Plaintiffs objected to the installation of the nonconforming fence because they believed that it would materially obstruct their view. However, their efforts to persuade the Ehles and the Association to modify or prevent the construction were unsuccessful.
The Cohens then initiated this lawsuit against the Ehles and the Association, [FN. 2] and contemporaneously sought a temporary restraining order to prevent the Ehles from completing construction of the fence. Although the attorneys for plaintiffs and the Ehles stipulated to the issuance of a temporary restraining order pending a hearing, the fence was substantially completed by the time the hearing occurred. The trial court denied the temporary restraining order, and the plaintiffs withdrew their application for a preliminary injunction.

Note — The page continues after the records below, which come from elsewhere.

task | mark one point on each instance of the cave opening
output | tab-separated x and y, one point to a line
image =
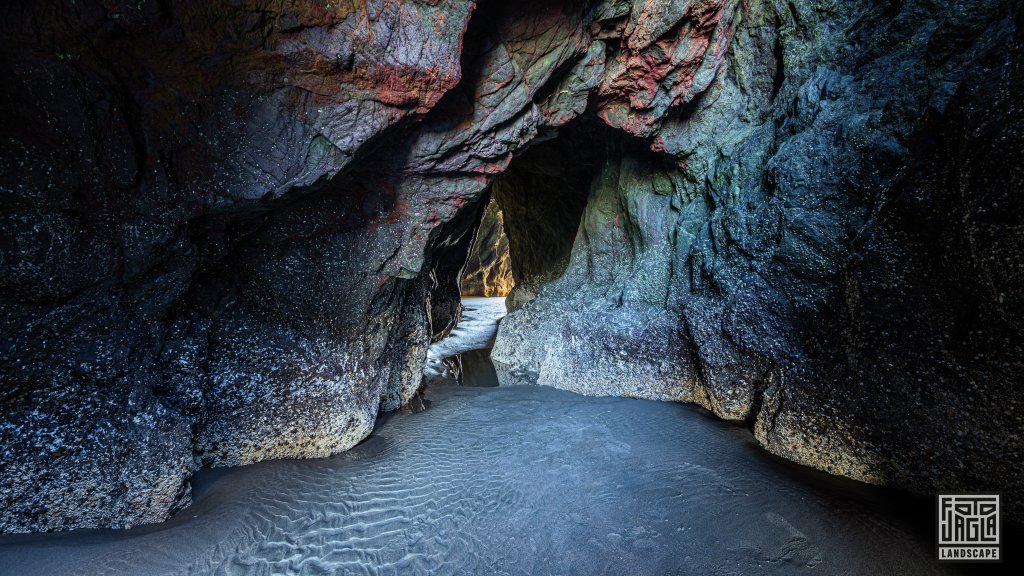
531	213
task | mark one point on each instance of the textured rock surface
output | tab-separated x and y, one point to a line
488	269
833	252
231	230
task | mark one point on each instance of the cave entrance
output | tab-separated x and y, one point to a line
517	239
526	232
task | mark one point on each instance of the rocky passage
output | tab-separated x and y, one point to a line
231	230
518	480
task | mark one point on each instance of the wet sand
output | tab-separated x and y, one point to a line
518	480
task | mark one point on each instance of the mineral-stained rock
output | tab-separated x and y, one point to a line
821	257
230	230
488	269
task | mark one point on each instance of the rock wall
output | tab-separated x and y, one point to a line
488	269
825	243
230	230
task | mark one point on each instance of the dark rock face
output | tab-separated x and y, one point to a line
821	257
488	269
230	230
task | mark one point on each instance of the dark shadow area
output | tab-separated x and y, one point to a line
542	197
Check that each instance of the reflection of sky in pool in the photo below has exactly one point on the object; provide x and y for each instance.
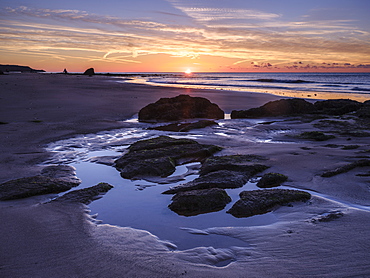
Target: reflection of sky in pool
(139, 204)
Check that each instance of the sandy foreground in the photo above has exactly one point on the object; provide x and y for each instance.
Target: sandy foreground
(59, 240)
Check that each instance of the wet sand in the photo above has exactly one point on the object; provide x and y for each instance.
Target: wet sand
(59, 240)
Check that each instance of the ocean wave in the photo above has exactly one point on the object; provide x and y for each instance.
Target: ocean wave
(268, 80)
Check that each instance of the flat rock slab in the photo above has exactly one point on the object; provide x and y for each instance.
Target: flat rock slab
(184, 127)
(271, 180)
(196, 202)
(262, 201)
(247, 164)
(159, 156)
(180, 108)
(64, 172)
(32, 186)
(86, 195)
(218, 179)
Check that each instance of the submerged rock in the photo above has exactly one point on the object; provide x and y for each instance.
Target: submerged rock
(32, 186)
(263, 201)
(184, 127)
(86, 195)
(196, 202)
(64, 172)
(240, 163)
(89, 72)
(271, 180)
(337, 106)
(179, 108)
(282, 107)
(316, 135)
(159, 156)
(218, 179)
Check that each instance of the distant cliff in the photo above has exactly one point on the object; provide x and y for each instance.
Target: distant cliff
(7, 68)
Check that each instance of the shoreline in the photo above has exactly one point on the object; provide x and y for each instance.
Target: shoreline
(60, 240)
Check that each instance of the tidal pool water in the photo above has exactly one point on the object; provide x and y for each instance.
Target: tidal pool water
(140, 204)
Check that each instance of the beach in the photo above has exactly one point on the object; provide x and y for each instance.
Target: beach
(61, 240)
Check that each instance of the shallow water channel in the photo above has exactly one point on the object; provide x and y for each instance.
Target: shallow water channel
(138, 203)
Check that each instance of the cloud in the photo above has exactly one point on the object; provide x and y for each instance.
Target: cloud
(229, 33)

 Plaintiffs’ complaint [FN. 3] alleged that the Association and its architectural committee, in approving the Ehles’ construction plans, had: (1) breached the covenants contained in the Declaration; (2) breached their fiduciary duty owed to plaintiffs; (3) breached their duty of good faith and fair dealing; (4) been negligent; and (5) committed “willful misconduct or other intentional conduct.”
In the key charging allegations, the complaint alleged that the “solid wall of slump block as approved by the Association and installed by Defendants Ehle is not a permitted fence under Exhibit `C’ of the Kite Hill Restrictions …”; that the “approval by the Architectural Committee of the Architectural [sic] plans of Defendants Ehle … is in violation of the mandates of the Kite Hill Restrictions and a clear abuse of their discretion”; that the Association acted “with full knowledge of their breach of the recorded Kite Hill Restrictions … [and] … in willfull, conscious and reckless disregard for Plaintiffs’ rights”; and, that “as a direct and proximate result of the Defendant’s [sic] violation of the Kite Hill Restrictions the Plaintiffs have been damaged for the loss of use and enjoyment of their property and for diminution in the value of their property….”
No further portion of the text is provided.